Sex, it’s everywhere. You do it, your mom does it, your grandpa did it (Or does it. Thank you modern medicine). Minus a few ‘test tube babies’, not a single human alive is here without it. Sexual images are projected on television, online, and in your own thoughts. It’s just sex, so why do we feel guilty about hooking up?
Studies show that both men and women think about sex an average of 18 – 34 times per day. And yet when the topic of ‘hooking up’ is brought up there are very mixed and even polarizing opinions.
For many the topic is associated with being dirty or impure, as if our natural desires were an error of some sort. We treat it like something that needs to be corrected and look upon those who engage in it casually with disdain. Come on people, it’s not like kicking kittens.
Women in particular feel the ‘shame’ of sex the most. It’s been stigmatized in societies around the world to varying degrees, and women tend to get the most negative attention when expressing themselves sexually. On the other end of the spectrum a promiscuous man will often be looked upon favorably to a certain degree, but often times a negative image of a ‘Predator’ is portrayed.
Even though both sexes want it, seven billion people exist because of it, and it pervades (Get it?) almost every area of the media and consumes a huge portion of our lives, hooking up is still considered taboo.
For many women a rationalization is necessary in order to have sex. Just having sex for the pleasure of it is not generally acceptable. Usually it’s justified by attaching a pretext, “We went out three times” or “We’re dating”, which makes it OK because, “It wasn’t just sex” or just “Because”. For men it’s not typically a problem to have sex without a pretext. This causes a double standard to often be applied against women such as “She was so easy”. Sound like predator and prey to you? They both wanted it but one partner get’s the short end of the stick. No pun intended.
With all of the baggage attached to sexuality it’s a mystery how some people are able to make it happen at all, except baggage can’t kill our desire for it. Of course, there are certain context which make it acceptable in society’s eyes such as within the confines of marriage or a committed relationship.
When looked at from a non emotionally-attached perspective though, the context of a relationship does not change the act itself. It’s still sex, only thought about differently.
A lot of this has to do with our history. Religious conditioning and control of the means of production have played a huge role in the shaping of our perspectives and attitudes on sexuality. In some societies people are still punished for sexual expression outside of marriage, and the topic of gay and lesbian sex is frowned upon in most countries.
In the 60s a ‘Sexual revolution’ took place, butting heads with the conservative status quo and and opening sexuality up as a topic that could then be discussed more openly. In Europe a much more liberal attitude has been adopted. Places such as Amsterdam have Red light districts where the sex trade is legal and generally considered morally acceptable.
Still, much of our thinking is stigmatized when it comes to casual hook ups. Most of the time people can’t explain why it’s bad, but it just is, M’kay. This is usually a sign of unconscious social conditioning, because if you don’t have a reason for your beliefs then why do you believe them?
The taboo of sex can charge up desire itself because it creates a sort of escape from the norm (being naughty), allowing people to be free even if only briefly. How brief that freedom is depends on your partner, or pharmacist (wink).

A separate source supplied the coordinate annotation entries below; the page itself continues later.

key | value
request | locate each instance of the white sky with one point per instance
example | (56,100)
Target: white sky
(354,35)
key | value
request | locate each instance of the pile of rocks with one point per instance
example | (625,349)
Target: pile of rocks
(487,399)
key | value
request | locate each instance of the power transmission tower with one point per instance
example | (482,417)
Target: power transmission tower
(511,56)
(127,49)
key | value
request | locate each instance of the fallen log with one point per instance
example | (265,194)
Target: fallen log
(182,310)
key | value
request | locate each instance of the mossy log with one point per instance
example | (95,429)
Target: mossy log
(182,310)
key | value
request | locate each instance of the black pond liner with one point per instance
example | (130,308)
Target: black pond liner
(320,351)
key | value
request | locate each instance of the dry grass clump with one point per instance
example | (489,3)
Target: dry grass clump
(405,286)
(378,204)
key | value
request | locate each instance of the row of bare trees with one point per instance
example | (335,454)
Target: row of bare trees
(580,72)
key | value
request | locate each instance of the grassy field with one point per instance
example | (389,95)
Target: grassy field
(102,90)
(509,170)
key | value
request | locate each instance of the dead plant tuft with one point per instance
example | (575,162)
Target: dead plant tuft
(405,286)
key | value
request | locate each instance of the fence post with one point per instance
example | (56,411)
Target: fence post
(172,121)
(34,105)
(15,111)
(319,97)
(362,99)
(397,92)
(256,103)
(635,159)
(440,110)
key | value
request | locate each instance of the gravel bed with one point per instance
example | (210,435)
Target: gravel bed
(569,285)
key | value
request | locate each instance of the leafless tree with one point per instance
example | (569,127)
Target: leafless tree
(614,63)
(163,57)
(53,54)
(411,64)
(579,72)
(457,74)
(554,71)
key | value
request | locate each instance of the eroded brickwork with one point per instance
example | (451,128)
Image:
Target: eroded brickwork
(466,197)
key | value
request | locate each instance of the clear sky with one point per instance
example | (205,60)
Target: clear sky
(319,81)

So what should you do if you find your self with major inhibitions and guilt surrounding your own sexuality or that of other people? Below is the kill list for frivolous beliefs surrounding sexuality.

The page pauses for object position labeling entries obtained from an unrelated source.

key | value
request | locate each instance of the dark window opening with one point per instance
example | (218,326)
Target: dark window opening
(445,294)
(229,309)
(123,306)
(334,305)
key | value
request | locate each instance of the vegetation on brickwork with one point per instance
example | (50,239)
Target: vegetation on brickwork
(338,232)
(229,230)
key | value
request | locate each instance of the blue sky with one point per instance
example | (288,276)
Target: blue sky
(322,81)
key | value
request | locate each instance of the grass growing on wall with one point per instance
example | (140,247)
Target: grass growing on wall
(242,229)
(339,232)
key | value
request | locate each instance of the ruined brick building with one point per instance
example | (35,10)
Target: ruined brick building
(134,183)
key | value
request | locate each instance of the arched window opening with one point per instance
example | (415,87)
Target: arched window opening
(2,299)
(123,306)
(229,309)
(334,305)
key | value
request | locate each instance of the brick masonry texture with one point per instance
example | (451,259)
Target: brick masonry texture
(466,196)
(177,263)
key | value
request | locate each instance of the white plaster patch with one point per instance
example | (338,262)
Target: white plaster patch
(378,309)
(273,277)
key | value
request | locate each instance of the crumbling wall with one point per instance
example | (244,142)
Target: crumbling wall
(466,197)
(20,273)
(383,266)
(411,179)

How To Kill The Guilt Surrounding Sexuality
1) Explore your beliefs
Why do you believe what you believe? If you can’t answer this question then it’s time to analyze why it is that you have these beliefs in the first place. Most of the time this can be attributed to social conditioning from childhood, the media, or traditions. We tend to absorb a lot of information and most of it never get’s scrutinized. This results in a lot of contradictory beliefs not grounded in reality. If your point of view is not based on facts and/or does not benefit you, consider making a change.

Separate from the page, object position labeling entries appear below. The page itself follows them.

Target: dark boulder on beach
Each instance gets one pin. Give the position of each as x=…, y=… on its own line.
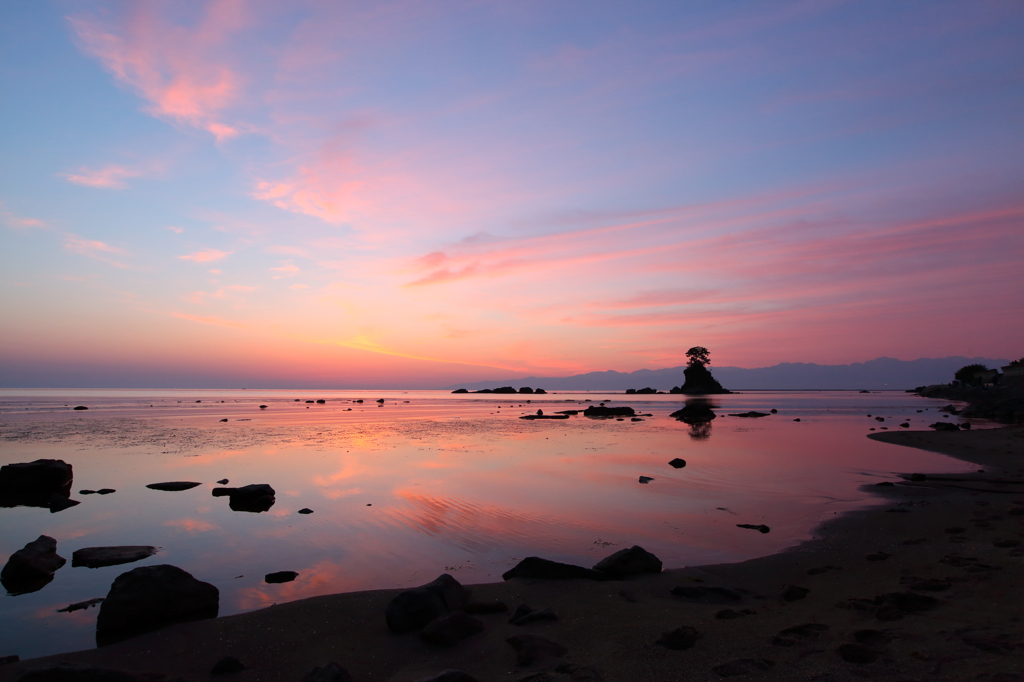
x=96, y=557
x=415, y=608
x=148, y=598
x=695, y=412
x=451, y=629
x=536, y=567
x=31, y=568
x=632, y=561
x=255, y=498
x=39, y=483
x=174, y=485
x=329, y=673
x=601, y=411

2) Work through your negative feelings
Now that you’ve identified beliefs which don’t make sense it’s time to figure out what you actually would like your lifestyle to be like. Start by exposing your self to contrary opinions from the one which you have always held and rooting out all possible outcomes. Write down what you have missed out on because of these beliefs and then write down what you would like to experience.
Now that you have explored your thoughts and disemboweled your social confinement, it’s time to try a little sexual liberation. It may not be easy for many people as it’s likely that the old conditioning will still cause a gut reaction. Take it easy and move slowly towards your new found lifestyle goals. The point isn’t to sleep with as many people as possible, but to be truly free from old conditioning when you want to have the experience. The difference is being able to make a decision for your self instead of having to follow rules which don’t make sense, and feeling guilty if you don’t.
No matter what, sex is a deeply personal choice. How we use our bodies shouldn’t be taken lightly. However a little less of the shame might make life a more enjoyable adventure to be shared. Before judging anyone else for their sexual choices look more closely at why you feel that way in the first place.